Il giorno 20/giu/2011, alle ore 23.44, Michel_Dumontier ha scritto:

> IMHO, if you're still coding the content of an information system by hand,
then you're going to introduce errors. A database curator should never
assign their own identifier - this is internal to the technology and the
information system. If you're a programmer, you should query the resource
(ontology) for the identifiers based on the labels.  Be more sophisticated.

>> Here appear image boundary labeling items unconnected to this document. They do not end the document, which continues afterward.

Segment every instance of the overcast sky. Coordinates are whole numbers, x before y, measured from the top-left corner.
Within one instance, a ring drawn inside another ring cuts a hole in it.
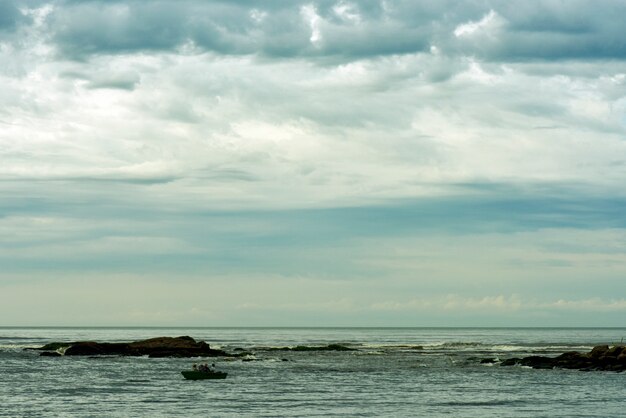
[[[624,326],[624,28],[2,0],[0,325]]]

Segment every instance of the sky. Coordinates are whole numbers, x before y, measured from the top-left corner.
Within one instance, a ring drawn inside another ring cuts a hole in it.
[[[624,27],[2,0],[0,325],[625,326]]]

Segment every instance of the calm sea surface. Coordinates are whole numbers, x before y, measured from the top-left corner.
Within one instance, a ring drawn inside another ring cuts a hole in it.
[[[40,357],[52,341],[189,335],[253,353],[204,359]],[[1,417],[626,417],[626,373],[533,370],[483,358],[619,343],[626,328],[0,328]],[[275,351],[342,344],[355,351]]]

Do it right. Build useable APIs/UIs for people.
>
> Best,
>
> m.
>
>
>
>> -----Original Message-----
>> From: [email protected] [mailto:public-semweb-lifesci-
>> [email protected]] On Behalf Of Sivaram Arabandi, MD
>> Sent: Monday, June 20, 2011 6:14 PM
>> To: M. Scott Marshall
>> Cc: Chime Ogbuji; Andrea Splendiani; [email protected]; James
>> Malone; HCLS; Jonathan Rees
>> Subject: Re: My task from last week: Semantic free identifiers
>>
>> Consider the following:
>>
>> 1. Readability - the former is far more readable than the later:
>>       RO:part_of
>>              vs.
>>      <http://purl.obolibrary.org/obo/RO_0000001>
>>
>>    - this becomes even more apparent in a triple (CO = a 'Cardiology
>> Ontology'):
>>      CO:Mitral_valve   RO:part_of   CO:Heart
>>              vs.
>>      CO_01234556   RO_0000001   CO_01234554
>>              - doesn't make much sense (without tool support, which is
>> 'practically' non-existent).
>>
>> 2.  Mistakes are extremely difficult to spot with opaque identifiers:
>>      CO_01234556   RO_0000001   CO_01224554
>>              vs.
>>      CO:Mitral_valve   RO:part_of   CO:Brain
>>              - this is an obviously false statement - but not easy to spot
>> if opaque identifiers were used.
>>
>>      This leads to a very insidious problem, one that is difficult to
>> detect.
>>
>> 3. I am not sure why the following is an issue:
>>      " Is my http://experiment the same as yours?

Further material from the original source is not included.